Could someone please explain to me, as simply as possible, why the following:
7 performing recursive step 5 performing recursive step 3 performing recursive step 1 performing recursive step -1 at base case. 1 done with recursive step 3 done with recursive step 5 done with recursive step 7 done with recursive step
...when b(7) is called? I understand how it it from 7 to -1, but I thought it would stop there since there was no return statement after the if statement. What causes it to wrap back up and perform the "done with recursive step" S.O.P. method?
Basically, when the recursive call is made, the current state of the method is frozen until the method is finished executing. So the method freezes after n is 7, waiting for b(5) to finish, etc. When you finally reach the base case, then each of the method on the stack that have been frozen, can now complete.
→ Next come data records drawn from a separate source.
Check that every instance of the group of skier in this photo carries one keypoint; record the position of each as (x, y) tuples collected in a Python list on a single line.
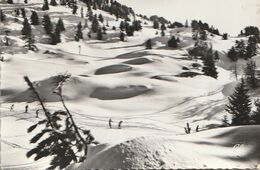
[(37, 114), (25, 111), (110, 123)]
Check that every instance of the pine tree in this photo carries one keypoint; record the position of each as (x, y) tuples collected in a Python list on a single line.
[(55, 36), (209, 68), (251, 48), (53, 3), (232, 54), (79, 34), (203, 35), (240, 49), (163, 27), (162, 33), (104, 30), (99, 34), (30, 43), (239, 105), (23, 12), (60, 24), (225, 36), (74, 9), (100, 17), (155, 24), (216, 55), (17, 12), (148, 44), (137, 25), (122, 25), (26, 30), (186, 24), (2, 16), (129, 30), (63, 140), (122, 36), (47, 24), (173, 43), (250, 74), (34, 18), (256, 114), (45, 5), (95, 25), (89, 14), (225, 122), (81, 12), (95, 5), (194, 34), (10, 1)]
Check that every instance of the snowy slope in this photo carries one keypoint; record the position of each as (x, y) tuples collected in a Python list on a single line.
[(123, 81)]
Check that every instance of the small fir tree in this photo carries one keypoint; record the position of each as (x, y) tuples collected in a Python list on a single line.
[(79, 34), (95, 25), (250, 74), (2, 16), (101, 18), (45, 5), (60, 24), (155, 24), (10, 1), (239, 105), (148, 44), (232, 54), (173, 43), (216, 55), (99, 34), (256, 114), (209, 68), (34, 18), (47, 24), (53, 3), (122, 36), (26, 30), (30, 43), (23, 12)]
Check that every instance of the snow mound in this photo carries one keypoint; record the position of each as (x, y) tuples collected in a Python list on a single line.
[(235, 147), (165, 78), (113, 69), (122, 92), (73, 89), (139, 61)]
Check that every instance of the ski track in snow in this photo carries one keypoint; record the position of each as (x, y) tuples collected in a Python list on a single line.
[(167, 119)]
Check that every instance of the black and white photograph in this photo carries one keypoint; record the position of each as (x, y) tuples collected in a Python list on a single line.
[(129, 84)]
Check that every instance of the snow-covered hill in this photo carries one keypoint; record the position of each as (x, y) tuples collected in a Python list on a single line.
[(146, 89)]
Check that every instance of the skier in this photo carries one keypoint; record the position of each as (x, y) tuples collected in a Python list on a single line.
[(110, 123), (90, 138), (119, 124), (26, 108), (37, 113), (12, 108), (197, 128)]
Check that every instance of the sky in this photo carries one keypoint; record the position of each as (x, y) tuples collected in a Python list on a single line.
[(228, 15)]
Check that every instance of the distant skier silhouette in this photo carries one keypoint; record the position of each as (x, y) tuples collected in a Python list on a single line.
[(26, 109), (37, 113), (197, 128), (110, 123), (12, 108), (119, 124)]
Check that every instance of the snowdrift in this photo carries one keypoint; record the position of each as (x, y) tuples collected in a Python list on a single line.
[(236, 147), (118, 92)]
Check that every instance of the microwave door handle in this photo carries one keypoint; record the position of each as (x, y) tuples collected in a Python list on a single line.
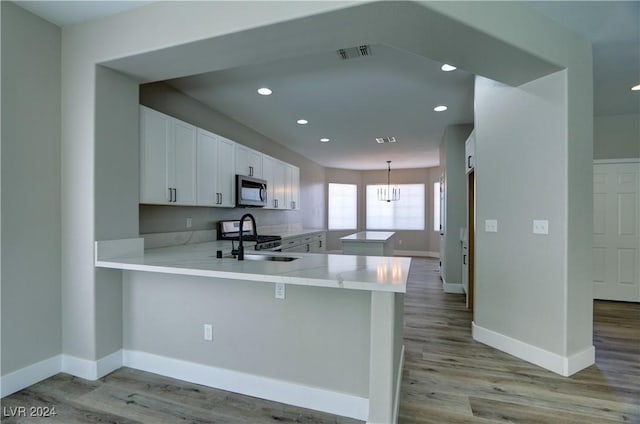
[(263, 193)]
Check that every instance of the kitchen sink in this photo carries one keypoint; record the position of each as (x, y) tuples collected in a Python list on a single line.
[(264, 258)]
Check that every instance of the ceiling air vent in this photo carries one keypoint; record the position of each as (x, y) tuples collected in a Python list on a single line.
[(386, 140), (353, 52)]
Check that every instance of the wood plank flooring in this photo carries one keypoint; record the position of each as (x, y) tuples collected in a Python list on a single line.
[(448, 378)]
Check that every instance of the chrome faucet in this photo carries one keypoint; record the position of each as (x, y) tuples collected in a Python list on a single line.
[(240, 251)]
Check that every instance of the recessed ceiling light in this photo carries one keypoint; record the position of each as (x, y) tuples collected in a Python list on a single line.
[(382, 140)]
...then it would only print to the base case since there is no System.out.println() method after the recursive call anymore, right? In other words, since there's no print or return method, there is no place for the method to "unleash itself" visually, right?
Originally posted by Amy Lee: I thought it would stop there since there was no return statement after the if statement.
Just to be clear, every method returns to the method that called it (or throws an exception, another form of returning). You only need to use the return keyword if you want to return a value or return early.
If you don't specify a return anywhere in your method, it returns when the end of the method is reached. In your case above, when n <= 0 the if test passes, the message is printed, the else block is skipped, and finally the method returns to the calling method.
As each method invocation is kept on the stack, recursive calls are considered to be different method calls in the preceding discussion.
Removing the third println() call doesn't change this fact. It only means that after the recursive call returns to the b(n-2) line, there's nothing more for the method to do so it returns to its caller. The same call chain is performed, however.
For kicks, add another recursive call to b(n-1) immediately after the call to b(n-2).